LITTLE ROCK — A federal appeals panel Tuesday sided with a Lee County School District employee who claimed she was demoted and forced to quit because she is white.

The 8th U.S. Circuit Court of Appeals in St. Louis said a federal judge erred when he partially overturned a jury’s decision in favor of Sharon Sanders in her federal discrimination lawsuit against the Lee County School District and certain members of its school board.

According to the 8th Circuit’s opinion, Sanders was employed as finance coordinator for the district in September 2007 when an election changed the makeup of the school board from four white members and three black members to four black members and three white members.

Within two months of the election, the new black majority on the school board voted to reassign the district’s only two white administrators, Sanders and Superintendent Wayne Thompson, to diminished positions. Sanders’ new assignment was food services assistant.

Within five months of Sanders’ reassignment, the school board’s black members moved to eliminate the position of food services assistant. The motion failed after one of the members withdrew her second, however.

Sanders took sick leave after being reassigned and remained on sick leave from November 2007 through August 2008. During that time she repeatedly asked the board for a job description defining her new duties, but none was provided.

In August 2008, the superintendent told her in a letter that he was recommending she be fired because of her extensive sick leave. She submitted a letter of resignation in September 2008 and later filed a lawsuit alleging racial discrimination, a hostile work environment and constructive discharge on the basis of race — i.e., that she was forced to quit because she is white.

The claim of a hostile work environment was dismissed, but the other allegations went to trial. The defendants argued at the trial that Sanders was demoted because of insubordination and was not discharged.

The jury ruled in Sanders’ favor and awarded her $10,000 in compensatory damages for emotional distress caused by discrimination, $60,825 in lost wages and benefits for being constructively discharged, and a total of $8,000 in punitive damages to be paid by certain school board members.

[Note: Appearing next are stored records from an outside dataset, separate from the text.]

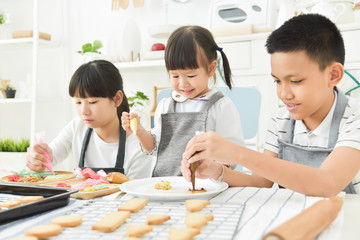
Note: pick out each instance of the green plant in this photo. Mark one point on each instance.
(88, 47)
(10, 88)
(2, 18)
(139, 99)
(10, 145)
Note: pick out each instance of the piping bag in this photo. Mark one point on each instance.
(193, 166)
(40, 139)
(133, 123)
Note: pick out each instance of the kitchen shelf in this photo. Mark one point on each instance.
(15, 43)
(16, 100)
(141, 64)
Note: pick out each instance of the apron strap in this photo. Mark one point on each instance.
(84, 147)
(337, 116)
(216, 96)
(213, 99)
(119, 165)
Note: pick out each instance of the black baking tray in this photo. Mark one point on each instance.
(53, 198)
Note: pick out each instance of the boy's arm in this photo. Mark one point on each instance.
(336, 172)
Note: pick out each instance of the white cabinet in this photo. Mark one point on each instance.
(39, 65)
(24, 44)
(250, 66)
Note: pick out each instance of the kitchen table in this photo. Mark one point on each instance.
(265, 208)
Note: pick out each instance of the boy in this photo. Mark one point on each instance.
(312, 145)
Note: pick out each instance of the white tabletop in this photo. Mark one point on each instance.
(264, 210)
(351, 226)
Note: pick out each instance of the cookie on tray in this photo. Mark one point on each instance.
(44, 231)
(68, 220)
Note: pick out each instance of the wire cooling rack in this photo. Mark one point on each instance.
(226, 220)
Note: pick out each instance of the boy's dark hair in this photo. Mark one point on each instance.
(98, 78)
(312, 33)
(189, 42)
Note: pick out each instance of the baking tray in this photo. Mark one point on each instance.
(70, 175)
(53, 198)
(113, 188)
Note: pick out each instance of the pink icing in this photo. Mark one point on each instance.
(79, 187)
(91, 182)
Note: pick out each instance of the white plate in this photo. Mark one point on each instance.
(145, 188)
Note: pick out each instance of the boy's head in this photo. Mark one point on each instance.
(314, 34)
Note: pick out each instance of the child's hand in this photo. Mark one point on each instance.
(35, 157)
(125, 120)
(206, 169)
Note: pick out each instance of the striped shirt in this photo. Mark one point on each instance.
(349, 131)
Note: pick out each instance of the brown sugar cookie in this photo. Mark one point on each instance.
(27, 199)
(44, 231)
(197, 220)
(67, 221)
(183, 233)
(111, 221)
(24, 238)
(10, 203)
(117, 177)
(194, 205)
(138, 230)
(155, 219)
(133, 205)
(196, 191)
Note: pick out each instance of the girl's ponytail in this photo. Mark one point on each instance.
(124, 106)
(226, 67)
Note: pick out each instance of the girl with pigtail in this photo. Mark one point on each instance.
(191, 61)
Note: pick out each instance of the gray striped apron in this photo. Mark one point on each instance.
(177, 128)
(310, 156)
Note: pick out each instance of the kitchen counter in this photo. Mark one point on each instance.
(264, 210)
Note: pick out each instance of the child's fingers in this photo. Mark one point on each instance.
(134, 115)
(125, 114)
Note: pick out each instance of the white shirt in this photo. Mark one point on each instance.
(100, 153)
(349, 131)
(223, 117)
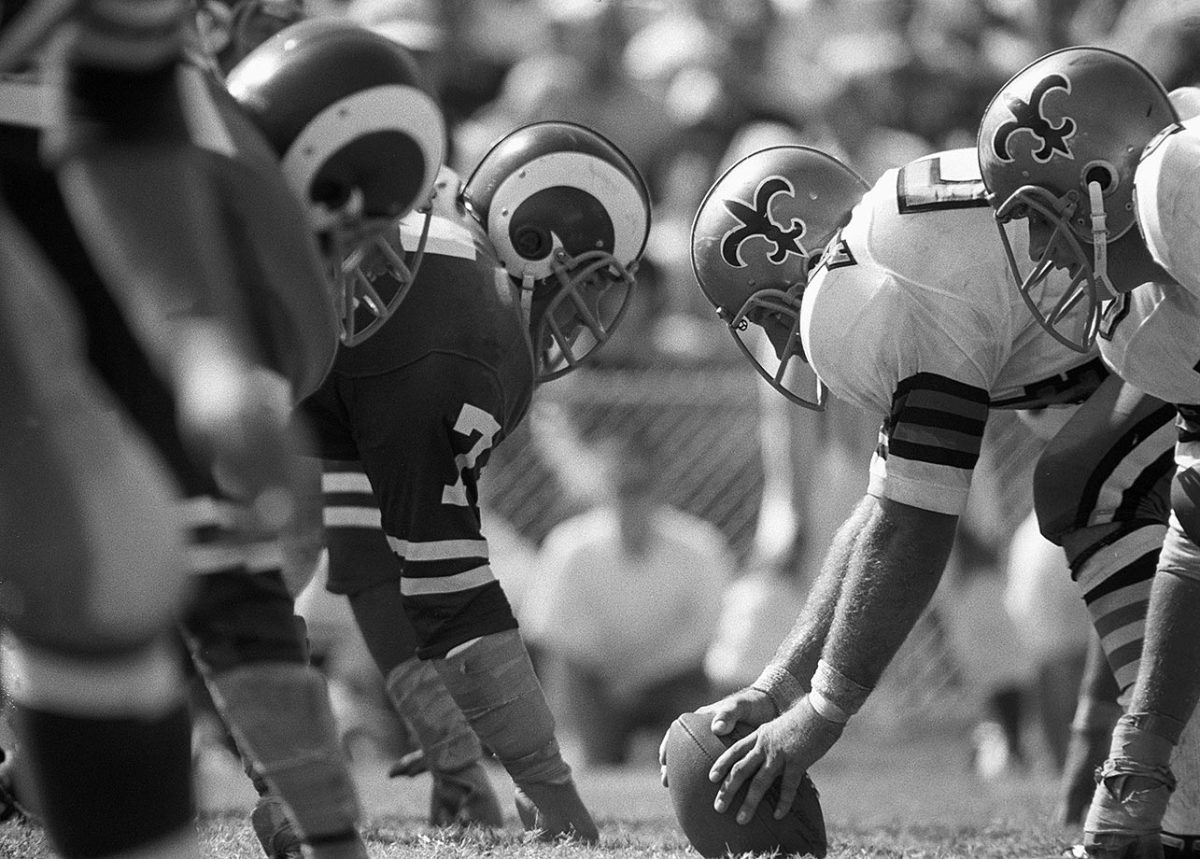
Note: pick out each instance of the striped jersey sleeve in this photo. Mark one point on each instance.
(929, 443)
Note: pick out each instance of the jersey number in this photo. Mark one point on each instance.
(925, 185)
(1116, 311)
(472, 420)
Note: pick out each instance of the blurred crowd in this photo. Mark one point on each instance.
(687, 86)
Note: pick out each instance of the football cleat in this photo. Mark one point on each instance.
(465, 798)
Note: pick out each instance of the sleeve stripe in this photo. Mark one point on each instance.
(937, 420)
(936, 456)
(438, 550)
(346, 516)
(472, 578)
(936, 437)
(345, 481)
(931, 383)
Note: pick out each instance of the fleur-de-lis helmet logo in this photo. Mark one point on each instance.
(756, 221)
(1030, 116)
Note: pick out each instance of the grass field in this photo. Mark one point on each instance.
(887, 792)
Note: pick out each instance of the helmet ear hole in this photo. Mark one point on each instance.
(330, 192)
(1101, 172)
(532, 241)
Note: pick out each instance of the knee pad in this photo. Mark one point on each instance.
(493, 683)
(1186, 500)
(240, 618)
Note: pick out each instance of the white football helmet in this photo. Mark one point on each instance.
(360, 140)
(569, 216)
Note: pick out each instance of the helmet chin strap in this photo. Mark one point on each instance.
(1099, 239)
(527, 283)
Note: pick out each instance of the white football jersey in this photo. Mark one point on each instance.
(1167, 196)
(1151, 338)
(912, 313)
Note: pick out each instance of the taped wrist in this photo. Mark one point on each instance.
(834, 696)
(1147, 737)
(1134, 784)
(497, 690)
(417, 690)
(780, 685)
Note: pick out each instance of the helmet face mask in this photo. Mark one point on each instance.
(759, 230)
(1060, 144)
(1054, 310)
(576, 308)
(569, 217)
(767, 330)
(371, 275)
(360, 142)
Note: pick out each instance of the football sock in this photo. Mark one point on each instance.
(417, 691)
(283, 724)
(495, 685)
(107, 743)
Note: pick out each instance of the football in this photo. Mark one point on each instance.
(690, 752)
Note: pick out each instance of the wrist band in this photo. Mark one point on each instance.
(840, 695)
(780, 685)
(827, 709)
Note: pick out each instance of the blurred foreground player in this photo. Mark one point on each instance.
(527, 269)
(211, 374)
(1115, 205)
(95, 557)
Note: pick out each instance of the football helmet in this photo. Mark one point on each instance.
(231, 29)
(360, 140)
(759, 232)
(1059, 144)
(569, 216)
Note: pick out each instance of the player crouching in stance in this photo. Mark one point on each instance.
(527, 269)
(1103, 169)
(910, 314)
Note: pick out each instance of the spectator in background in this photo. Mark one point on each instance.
(757, 611)
(625, 608)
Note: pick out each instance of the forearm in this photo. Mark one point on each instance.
(895, 568)
(790, 672)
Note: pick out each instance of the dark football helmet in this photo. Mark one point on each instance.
(231, 29)
(360, 140)
(759, 232)
(569, 216)
(1059, 144)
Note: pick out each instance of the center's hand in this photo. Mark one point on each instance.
(781, 749)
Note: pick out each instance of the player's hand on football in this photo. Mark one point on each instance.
(748, 706)
(781, 749)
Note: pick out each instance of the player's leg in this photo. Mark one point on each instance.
(462, 792)
(1091, 730)
(1102, 491)
(1131, 798)
(94, 571)
(424, 466)
(363, 565)
(249, 646)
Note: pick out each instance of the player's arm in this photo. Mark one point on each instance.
(785, 679)
(893, 569)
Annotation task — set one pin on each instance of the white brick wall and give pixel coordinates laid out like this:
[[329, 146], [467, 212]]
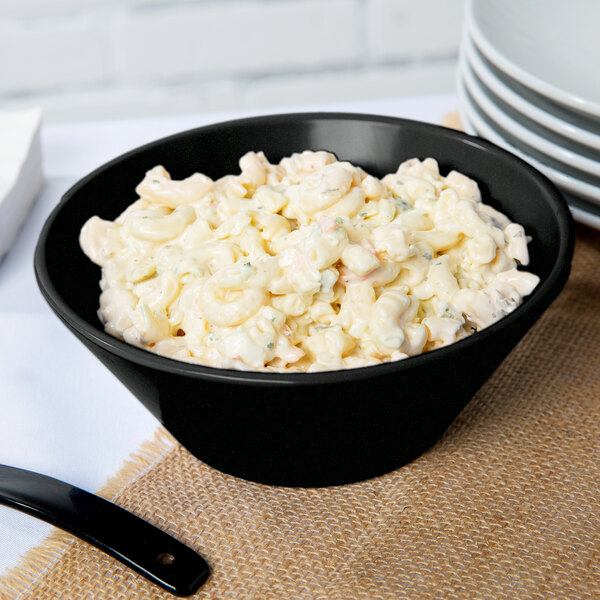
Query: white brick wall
[[96, 59]]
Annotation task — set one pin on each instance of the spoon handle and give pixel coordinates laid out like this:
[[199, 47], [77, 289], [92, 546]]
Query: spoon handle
[[151, 552]]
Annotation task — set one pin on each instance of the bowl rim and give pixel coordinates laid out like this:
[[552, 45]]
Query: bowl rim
[[535, 304]]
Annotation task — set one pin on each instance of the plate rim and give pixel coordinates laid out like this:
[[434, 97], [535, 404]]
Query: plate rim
[[529, 109], [557, 94]]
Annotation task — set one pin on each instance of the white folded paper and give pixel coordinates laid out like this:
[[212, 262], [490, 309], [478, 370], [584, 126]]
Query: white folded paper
[[21, 174]]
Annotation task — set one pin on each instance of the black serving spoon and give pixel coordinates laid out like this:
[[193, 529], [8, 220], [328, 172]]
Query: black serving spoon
[[151, 552]]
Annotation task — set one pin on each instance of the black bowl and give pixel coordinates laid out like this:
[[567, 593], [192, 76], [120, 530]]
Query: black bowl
[[300, 429]]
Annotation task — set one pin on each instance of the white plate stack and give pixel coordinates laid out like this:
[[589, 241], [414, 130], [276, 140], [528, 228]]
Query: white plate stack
[[529, 81]]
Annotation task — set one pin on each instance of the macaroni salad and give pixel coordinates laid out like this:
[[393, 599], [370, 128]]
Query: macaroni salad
[[307, 265]]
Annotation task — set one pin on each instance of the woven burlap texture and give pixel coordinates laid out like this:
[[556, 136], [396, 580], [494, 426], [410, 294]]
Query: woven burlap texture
[[506, 505]]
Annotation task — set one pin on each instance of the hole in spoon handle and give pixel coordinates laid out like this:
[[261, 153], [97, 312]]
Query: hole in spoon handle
[[151, 552]]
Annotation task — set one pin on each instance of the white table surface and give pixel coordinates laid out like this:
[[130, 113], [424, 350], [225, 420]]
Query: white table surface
[[62, 412]]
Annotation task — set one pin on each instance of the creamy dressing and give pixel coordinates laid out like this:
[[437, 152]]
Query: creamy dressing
[[306, 265]]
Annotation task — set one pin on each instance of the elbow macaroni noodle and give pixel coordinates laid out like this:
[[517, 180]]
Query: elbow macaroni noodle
[[306, 265]]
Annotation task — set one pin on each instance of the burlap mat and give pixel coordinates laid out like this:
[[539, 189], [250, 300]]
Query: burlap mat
[[506, 505]]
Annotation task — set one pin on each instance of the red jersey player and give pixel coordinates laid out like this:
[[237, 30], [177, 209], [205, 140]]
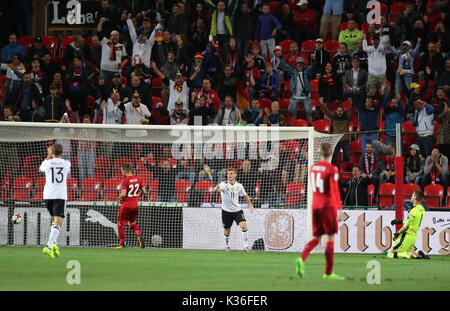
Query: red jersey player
[[326, 201], [130, 190]]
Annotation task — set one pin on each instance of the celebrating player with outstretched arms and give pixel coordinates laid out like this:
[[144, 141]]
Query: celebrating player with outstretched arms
[[326, 201], [56, 171], [131, 189], [230, 191]]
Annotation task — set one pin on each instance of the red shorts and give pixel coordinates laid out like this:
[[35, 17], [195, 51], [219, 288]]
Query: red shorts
[[127, 214], [324, 222]]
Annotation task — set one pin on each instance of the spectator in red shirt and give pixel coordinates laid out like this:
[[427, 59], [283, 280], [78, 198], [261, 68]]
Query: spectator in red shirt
[[253, 76], [293, 54], [432, 16], [207, 90], [305, 20]]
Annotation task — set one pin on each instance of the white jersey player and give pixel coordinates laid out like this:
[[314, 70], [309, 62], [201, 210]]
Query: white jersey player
[[56, 172], [230, 192]]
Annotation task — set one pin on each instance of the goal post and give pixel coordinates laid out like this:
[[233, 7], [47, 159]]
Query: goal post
[[179, 165]]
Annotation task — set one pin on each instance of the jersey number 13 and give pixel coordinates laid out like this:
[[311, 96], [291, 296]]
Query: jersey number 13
[[59, 175]]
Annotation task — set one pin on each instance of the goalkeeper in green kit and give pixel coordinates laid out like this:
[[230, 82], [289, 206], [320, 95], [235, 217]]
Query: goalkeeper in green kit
[[405, 238]]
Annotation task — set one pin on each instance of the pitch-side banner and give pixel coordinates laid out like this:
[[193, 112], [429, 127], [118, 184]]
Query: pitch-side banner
[[90, 225], [281, 229], [367, 232], [371, 232]]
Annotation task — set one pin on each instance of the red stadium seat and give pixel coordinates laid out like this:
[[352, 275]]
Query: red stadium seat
[[429, 93], [51, 43], [143, 173], [365, 27], [284, 104], [31, 166], [153, 190], [156, 100], [72, 188], [26, 42], [64, 43], [384, 8], [396, 9], [181, 188], [409, 135], [265, 103], [308, 46], [332, 46], [448, 198], [408, 190], [434, 194], [295, 193], [286, 45], [90, 189], [88, 41], [291, 145], [274, 7], [102, 168], [118, 165], [355, 152], [22, 187], [111, 189], [345, 176], [344, 26], [173, 162], [346, 166], [298, 122], [323, 126], [207, 186], [371, 193], [38, 189], [387, 192]]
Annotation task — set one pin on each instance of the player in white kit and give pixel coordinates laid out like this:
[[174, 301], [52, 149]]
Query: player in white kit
[[56, 171], [230, 191]]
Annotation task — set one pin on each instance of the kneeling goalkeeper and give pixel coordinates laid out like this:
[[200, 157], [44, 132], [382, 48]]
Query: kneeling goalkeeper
[[406, 237]]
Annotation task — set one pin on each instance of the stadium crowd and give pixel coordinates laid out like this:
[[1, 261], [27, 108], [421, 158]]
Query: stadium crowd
[[292, 63]]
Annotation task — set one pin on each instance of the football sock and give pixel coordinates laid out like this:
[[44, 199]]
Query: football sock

A federal judge later reversed the jury’s finding that Sanders was constructively discharged and reversed the award of punitive damages, though the judge left intact the racial discrimination claim and the jury’s award of $10,000 in compensatory damages.

Sanders requested nearly $47,000 in attorney’s fees, but the federal judge awarded her only about $3,000.

Tuesday, a three-judge panel of the 8th Circuit reversed the judge’s ruling that Sanders was not constructively discharged.

“The evidence showing the board summarily reassigned the only two Caucasian employees in administrative positions shortly after the racial composition of the board changed, and then subsequently voted to eliminate the position to which Sanders had been reassigned, suffices as evidence of the board’s intent to force Sanders to quit,” Judge Kermit Bye wrote in the opinion.

Bye also wrote that it was “telling” that the board never provided Sanders with a job description outlining her new duties after reassigning her.

The 8th Circuit ordered new proceedings to determine whether Sanders should receive punitive damages. The jury was not properly instructed to consider whether the defendants knew they were violating federal law, the appeals court said.

The appeals court also ordered new proceedings to determine how the award of attorney’s fees should be affected by its ruling Tuesday.